Sound helps make a better optical clock

Charles T. Troy, charlie.troy@photonics.com

Optical fibers are commonly used to transmit information and data via modulated light pulses. Now, however, three researchers at Physikalisch-Technische Bundesanstalt (PTB), working with optical frequencies rather than voice or data, are seeking to build a better optical clock.

As signals travel along optical fibers, they become weaker because of optical attenuation and must be amplified. This presents a problem because the demand for extreme precision in transmitting the optical frequency cannot be met with conventional optical amplifiers.

The investigators report that they have found an elegant solution: fiber Brillouin amplification, a technique closely related to stimulated Brillouin scattering. Their method includes injecting pump light with a well-defined frequency into the far end of the glass fiber so that it travels in the opposite direction of the signal light, thus generating sound waves (acoustic phonons).

Shown is Brillouin amplification in an optical fiber.

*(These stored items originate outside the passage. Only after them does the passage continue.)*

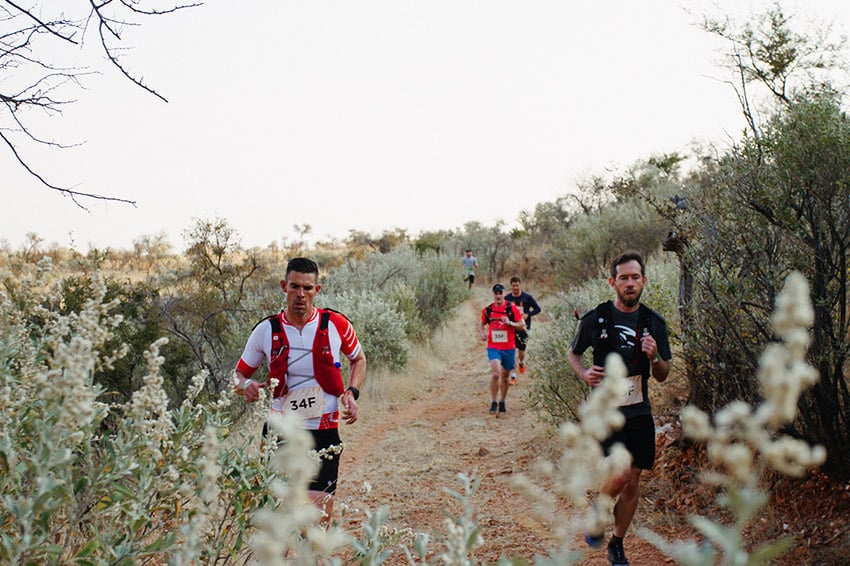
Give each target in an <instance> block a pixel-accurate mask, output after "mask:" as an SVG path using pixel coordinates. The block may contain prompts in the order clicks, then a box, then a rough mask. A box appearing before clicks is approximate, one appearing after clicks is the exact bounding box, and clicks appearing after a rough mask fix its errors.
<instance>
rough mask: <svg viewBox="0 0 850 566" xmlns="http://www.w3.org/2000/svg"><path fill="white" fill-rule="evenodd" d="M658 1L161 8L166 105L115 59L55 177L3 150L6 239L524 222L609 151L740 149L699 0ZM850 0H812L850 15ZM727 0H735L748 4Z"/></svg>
mask: <svg viewBox="0 0 850 566" xmlns="http://www.w3.org/2000/svg"><path fill="white" fill-rule="evenodd" d="M683 4H684V3H680V2H677V1H675V0H673V1H663V0H641V1H639V2H635V1H626V0H623V1H608V2H568V1H566V0H549V1H531V2H515V1H514V2H508V1H503V0H486V1H484V0H480V1H466V0H420V1H413V0H383V1H354V0H352V1H345V2H343V1H335V2H332V1H316V2H314V1H309V2H308V1H297V2H295V1H290V0H263V1H260V0H242V1H239V2H234V1H232V0H210V1H208V2H206V3H205V4H204V5H203V6H201V7H199V8H196V9H193V10H190V11H188V12H185V13H182V14H179V15H176V16H171V17H168V18H159V19H157V20H155V21H151V22H149V24H150V25H148V26H146V27H144V28H142V29H141V30H140V31H139V32H138V34H137V36H134V39H133V40H132V42H131V44H132V45H133V46H134V49H133V51H132V52H130V53H128V54H127V61H128V63H129V65H130V67H131V68H132V69H133V70H134V71H137V72H139V73H141V74H143V75H144V77H145V81H146V82H147V83H148V84H149V85H150V86H152V87H153V88H155V89H156V90H157V91H158V92H160V93H161V94H162V95H163V96H165V97H166V98H167V99H168V100H169V102H168V103H167V104H166V103H164V102H162V101H160V100H158V99H156V98H155V97H153V96H151V95H149V94H147V93H144V92H143V91H141V90H140V89H138V88H136V87H134V86H133V85H132V84H130V83H129V82H127V81H126V80H125V79H123V78H122V77H120V76H119V75H118V74H117V73H116V72H115V71H114V70H111V69H110V68H109V67H106V66H103V67H101V70H102V71H103V73H102V74H101V75H100V76H99V77H93V78H91V79H90V80H89V81H87V83H86V85H87V87H88V90H87V91H85V92H81V93H77V94H76V95H75V97H76V98H77V99H78V102H77V103H75V104H74V105H73V106H71V107H69V108H68V109H66V111H65V113H64V115H63V116H62V117H61V118H58V119H52V120H50V121H49V122H45V123H43V125H41V126H40V130H39V132H38V133H40V134H41V135H42V137H52V138H53V139H56V140H57V141H61V142H64V143H73V142H82V141H84V142H85V144H84V145H82V146H80V147H78V148H74V149H66V150H62V151H51V152H49V153H47V154H45V153H44V152H39V151H36V150H32V151H30V152H29V153H28V154H27V155H28V156H32V158H31V161H32V164H33V165H35V166H36V167H38V168H39V170H40V172H42V173H43V174H45V175H46V176H47V177H48V178H49V179H50V181H51V182H53V183H54V184H64V185H67V186H71V187H73V188H74V189H76V190H79V191H84V192H93V193H102V194H109V195H110V196H116V197H120V198H124V199H128V200H134V201H137V203H138V206H137V207H136V208H134V207H132V206H129V205H126V204H118V203H108V204H107V203H103V202H98V201H86V202H85V204H86V205H87V206H88V207H89V211H88V212H87V211H85V210H82V209H80V208H79V207H77V206H76V205H75V204H74V203H73V202H72V201H71V199H68V198H63V197H62V196H60V195H59V194H58V193H56V192H55V191H51V190H49V189H47V188H44V187H43V186H41V185H40V184H39V183H38V182H37V181H36V180H35V179H33V178H32V177H30V176H28V175H27V174H26V173H25V172H24V171H23V170H22V169H21V168H20V167H19V166H17V165H16V163H15V162H14V161H13V159H12V156H11V155H10V154H9V153H8V152H7V151H5V150H3V148H0V172H2V175H0V194H2V197H3V205H2V207H0V240H5V241H6V242H8V243H9V244H11V245H13V246H18V245H20V244H21V242H23V241H24V238H25V236H26V234H27V233H30V232H34V233H36V234H38V235H39V236H40V237H41V238H43V239H44V240H46V241H47V242H52V243H58V244H59V245H63V246H66V245H73V246H74V247H75V248H76V249H78V250H80V251H83V252H85V251H88V250H89V249H90V248H91V247H98V248H105V247H107V246H109V247H114V248H130V247H131V246H132V242H133V241H134V240H135V239H137V238H139V237H141V236H144V235H156V234H160V233H165V234H166V235H167V236H168V238H169V240H170V241H171V242H172V244H173V245H174V246H175V248H176V249H178V250H179V249H183V244H184V240H183V237H182V234H183V231H184V230H186V229H187V228H188V227H190V226H191V225H192V223H193V222H194V219H196V218H224V219H226V220H227V221H228V222H229V224H230V225H231V226H232V227H233V228H234V229H235V230H236V231H237V232H238V234H239V237H240V241H241V243H242V245H243V246H246V247H250V246H266V245H268V244H270V243H272V242H278V243H280V242H282V241H283V240H290V241H291V240H292V239H294V238H295V237H296V231H295V230H294V228H293V227H294V226H295V225H304V224H309V225H310V226H311V227H312V238H313V239H316V238H318V239H330V238H338V239H344V238H345V237H346V236H347V235H348V233H349V231H350V230H352V229H353V230H360V231H365V232H369V233H372V234H374V235H379V234H380V233H382V232H383V231H384V230H392V229H395V228H403V229H406V230H407V231H408V233H409V234H410V235H413V236H415V235H416V234H418V233H419V232H421V231H424V230H440V229H455V228H461V227H462V226H463V225H464V224H465V223H466V222H469V221H479V222H482V223H484V224H488V225H489V224H492V223H494V222H496V221H498V220H504V221H505V222H506V223H507V225H508V226H511V225H513V224H514V223H515V221H516V218H517V215H518V214H519V212H520V211H521V210H532V209H533V208H534V206H535V205H536V204H538V203H540V202H544V201H551V200H554V199H555V198H557V197H558V196H560V195H563V194H566V193H568V192H571V191H572V190H574V188H575V185H576V182H577V181H579V180H581V179H583V178H586V177H588V176H590V175H593V174H598V173H604V171H605V170H606V168H608V169H610V168H614V169H621V168H623V167H626V166H628V165H629V164H631V163H633V162H634V161H636V160H638V159H641V158H646V157H649V156H650V155H653V154H656V153H661V152H669V151H683V150H687V148H688V147H689V146H690V144H691V143H692V142H693V141H699V142H710V143H715V144H720V145H728V144H729V142H730V140H732V139H738V138H739V135H740V131H741V130H742V128H743V126H744V124H743V121H742V119H741V115H740V110H739V108H738V106H737V102H736V99H735V96H734V93H733V91H732V90H731V87H730V86H729V85H727V84H724V83H723V82H722V81H721V80H719V79H724V78H728V77H727V76H726V75H725V74H724V71H723V70H722V69H720V68H719V66H718V65H717V63H718V61H719V59H720V53H719V51H718V45H719V44H718V43H717V41H716V40H715V39H713V38H712V37H710V36H708V35H707V34H705V33H704V32H703V31H701V30H700V29H699V28H698V27H697V26H695V25H694V22H695V17H696V16H699V15H700V14H702V13H704V11H705V10H703V9H700V8H699V6H701V5H703V6H707V5H708V4H707V3H703V4H700V3H696V2H688V3H687V5H688V6H690V7H691V9H692V10H695V12H696V15H692V14H688V13H686V12H685V11H684V10H683V9H682V7H681V6H682V5H683ZM848 4H850V2H846V1H845V0H840V1H839V0H834V1H818V2H808V3H805V2H798V3H797V4H792V3H789V2H784V3H783V5H784V6H789V7H790V8H791V9H790V10H789V11H794V10H796V11H799V12H801V13H803V14H805V15H807V16H814V17H818V18H821V19H825V20H828V21H833V20H834V21H835V24H836V26H837V27H838V29H839V31H841V32H844V33H847V32H848V31H850V8H848V7H847V5H848ZM741 5H742V2H740V1H739V0H729V1H727V0H721V1H720V2H719V3H718V6H720V7H721V9H730V10H731V9H732V8H733V7H735V6H737V7H739V8H738V9H740V7H741Z"/></svg>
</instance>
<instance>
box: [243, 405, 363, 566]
mask: <svg viewBox="0 0 850 566" xmlns="http://www.w3.org/2000/svg"><path fill="white" fill-rule="evenodd" d="M269 425H270V426H269V428H270V431H269V432H270V438H272V437H273V434H276V435H278V436H279V437H280V438H281V439H283V440H284V442H282V443H280V445H279V446H277V448H276V451H275V452H274V455H273V458H272V466H273V467H274V468H275V469H276V470H277V471H278V472H279V473H280V474H281V476H282V478H284V477H285V478H286V479H282V478H281V479H276V480H274V481H273V482H272V483H271V484H270V485H269V491H270V492H271V494H272V495H273V496H274V497H275V499H276V501H277V505H276V508H265V509H261V510H260V511H258V512H257V514H256V515H255V524H256V531H255V533H254V535H253V536H252V537H251V541H250V544H251V548H253V549H254V553H255V556H256V558H257V561H258V563H259V564H270V565H271V564H282V563H286V564H295V565H301V564H304V565H308V564H309V565H315V564H317V563H318V560H319V559H321V557H325V556H330V555H331V554H332V553H333V552H334V551H335V550H338V549H339V548H341V547H342V546H343V545H345V544H347V543H348V542H349V538H348V535H346V534H345V533H343V532H342V531H341V530H339V529H337V528H336V527H328V528H327V529H325V528H322V527H320V526H318V523H319V519H320V518H321V514H322V510H320V509H319V508H318V507H316V506H315V505H313V503H312V501H311V500H310V497H309V494H308V491H307V488H308V486H309V484H310V481H311V479H312V478H313V476H314V475H315V474H316V472H317V471H318V462H317V460H316V459H315V458H314V457H311V456H310V455H309V453H310V452H311V451H313V437H312V436H310V434H309V433H308V432H307V431H306V430H304V428H303V426H304V425H303V422H302V421H301V419H300V418H299V417H298V416H297V415H296V414H294V413H291V412H286V413H282V414H281V413H272V414H271V415H270V416H269ZM284 557H286V559H285V560H284Z"/></svg>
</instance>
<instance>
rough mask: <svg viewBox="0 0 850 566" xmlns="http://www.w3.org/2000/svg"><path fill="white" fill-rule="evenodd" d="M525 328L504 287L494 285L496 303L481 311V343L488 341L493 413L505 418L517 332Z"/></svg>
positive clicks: (488, 359)
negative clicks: (505, 299)
mask: <svg viewBox="0 0 850 566" xmlns="http://www.w3.org/2000/svg"><path fill="white" fill-rule="evenodd" d="M521 328H525V322H523V320H522V314H521V313H520V311H519V309H518V308H517V307H516V305H514V304H511V303H508V302H507V301H505V287H504V285H502V284H501V283H496V284H495V285H493V302H492V303H491V304H489V305H487V306H486V307H484V308H483V309H482V310H481V328H480V332H481V340H482V341H484V342H487V359H488V360H490V398H491V402H490V414H491V415H496V416H504V415H505V413H507V409H506V408H505V396H506V395H507V394H508V387H510V382H509V381H508V378H509V376H510V372H511V370H512V369H514V364H515V353H516V349H515V348H516V345H515V342H514V339H515V338H514V333H515V332H516V330H518V329H521Z"/></svg>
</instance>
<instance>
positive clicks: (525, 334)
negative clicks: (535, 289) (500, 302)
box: [505, 275, 541, 385]
mask: <svg viewBox="0 0 850 566" xmlns="http://www.w3.org/2000/svg"><path fill="white" fill-rule="evenodd" d="M505 300H506V301H508V302H509V303H513V304H515V305H516V306H517V307H519V309H520V310H521V311H522V315H523V319H524V320H525V328H520V329H518V330H517V331H516V350H517V366H518V367H519V372H520V373H525V348H526V347H527V346H528V331H529V330H531V317H532V316H535V315H538V314H540V310H541V309H540V305H538V304H537V301H536V300H534V297H532V296H531V295H530V294H528V293H526V292H525V291H523V290H522V280H521V279H520V278H519V275H514V276H513V277H511V292H510V293H508V294H507V295H506V296H505ZM515 383H516V372H515V371H513V370H512V371H511V385H513V384H515Z"/></svg>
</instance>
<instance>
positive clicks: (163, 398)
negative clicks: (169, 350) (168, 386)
mask: <svg viewBox="0 0 850 566" xmlns="http://www.w3.org/2000/svg"><path fill="white" fill-rule="evenodd" d="M167 342H168V338H164V337H163V338H160V339H158V340H155V341H154V343H153V344H151V345H150V348H149V349H148V350H147V351H146V352H145V353H144V357H145V361H146V362H147V365H148V372H147V374H146V375H145V376H144V377H143V378H142V386H141V387H140V388H139V389H138V390H136V391H135V392H133V396H132V398H131V399H130V402H129V403H128V405H127V407H126V418H125V420H126V423H127V425H128V426H129V427H132V428H133V429H134V430H135V431H136V432H137V433H138V435H139V438H143V439H145V442H146V443H147V447H148V449H149V450H150V451H151V453H152V454H153V457H154V458H155V459H157V460H158V459H161V458H162V450H163V449H164V448H168V447H170V446H171V432H172V431H173V429H174V421H173V420H172V418H171V412H170V411H169V410H168V395H166V393H165V390H164V389H163V387H162V385H163V379H162V376H161V375H160V374H159V369H160V367H162V364H163V362H164V361H165V359H164V358H163V357H162V356H160V355H159V349H160V347H162V346H163V345H164V344H166V343H167Z"/></svg>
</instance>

The sound waves then scatter the pump light, enabling the existing signal photons to stimulate the emission of many more signal photons. Thus, a photon avalanche is created – and kept going by the sound waves – bringing the frequency information to the remote end of the optical fiber with extremely small losses and very high precision.

480-km optical fiber used

The researchers demonstrated their technique on a 480-km optical fiber link: The relative measurement uncertainty they achieved is equivalent to a deviation of 1 s in 16 billion years. The method simplifies the comparison of newly developed optical clocks, which possess such high frequency stability that traditional methods for frequency and time comparison via satellite are no longer sufficient.

The technique is likely to have applications in other areas where precise synchronization is needed; for example, in radio astronomy. Experts in geodesy have approached the researchers with suggestions for joint projects.

PTB investigators Harald Schnatz and Gesine Grosche use the optical frequency of the light, with some 195 x 10¹² cycles per second, as the information transmitted. A first application of this method was the remote measurement, conducted last year, of the so-called optical clock transition in a magnesium clock at Leibniz University Hannover.

The scientists determined the characteristic frequency with which very cold magnesium atoms can be excited to a particularly long-lived state, by a measurement from PTB via a 73-km optical fiber. According to the researchers, it is important to measure such frequencies accurately because, in principle, they can be used to “generate” seconds.

This setup is of an optical lattice clock with strontium atoms.

“For such measurements, there are femtosecond frequency comb generators at both ends which produce a fixed phase relationship between the transmitted light and the frequency standards on site,” Schnatz said. The on-site frequency standards are the new magnesium clock in Hannover and an optical clock at PTB, both operated within the Centre for Quantum Engineering and Space-Time Research. The different frequencies of the two are compared with the aid of the frequency comb generators, which can be thought of as a gear mechanism. “At first we were astonished at how well this complete system works,” Schnatz said.

Then the researchers wanted to bridge larger distances and build a connection for joint experiments to Max-Planck Institute for Quantum Optics in Garching – a link of 900-km fiber that attenuates the light by the almost inconceivable factor of 10²⁰ if not amplified. Moreover, the fiber had to be passed through twice because it is part of a huge interferometer. This is how the optical length of the entire link, which otherwise varies because of temperature fluctuations, is stabilized. At this point, conventional amplification techniques reach their limits.

“Our PhD student, Osama Terra, hit on the brilliant idea of using the Brillouin amplification in the fiber itself,” Grosche said. “This gives us several advantages at the same time: First, even very weak signals are still amplified; the signal power is multiplied by a factor of up to 1 million. Thus, we need considerably fewer amplifier stations. Moreover, it is possible to selectively amplify very narrowband light signals.”

The investigators tested this concept on a deployed underground fiber link in cooperation with the German National Research and Education Network (Deutsches Forschungsnetz) and GasLine GmbH & Co. KG, which together operate a German-wide fiber network. With only one intermediate amplification station, the ultrastable frequency was transmitted over the 480-km-long fiber link that had a relative transmission uncertainty of only two parts in 10¹⁸. Their work was reported in the July 2010 issue of Optics Express.

As a result, even a connection with PTB’s partner institute in Paris, Observatoire de Paris/Systèmes de Référence Temps-Espace, now looks realistic – with a vision of working together on the best optical clocks.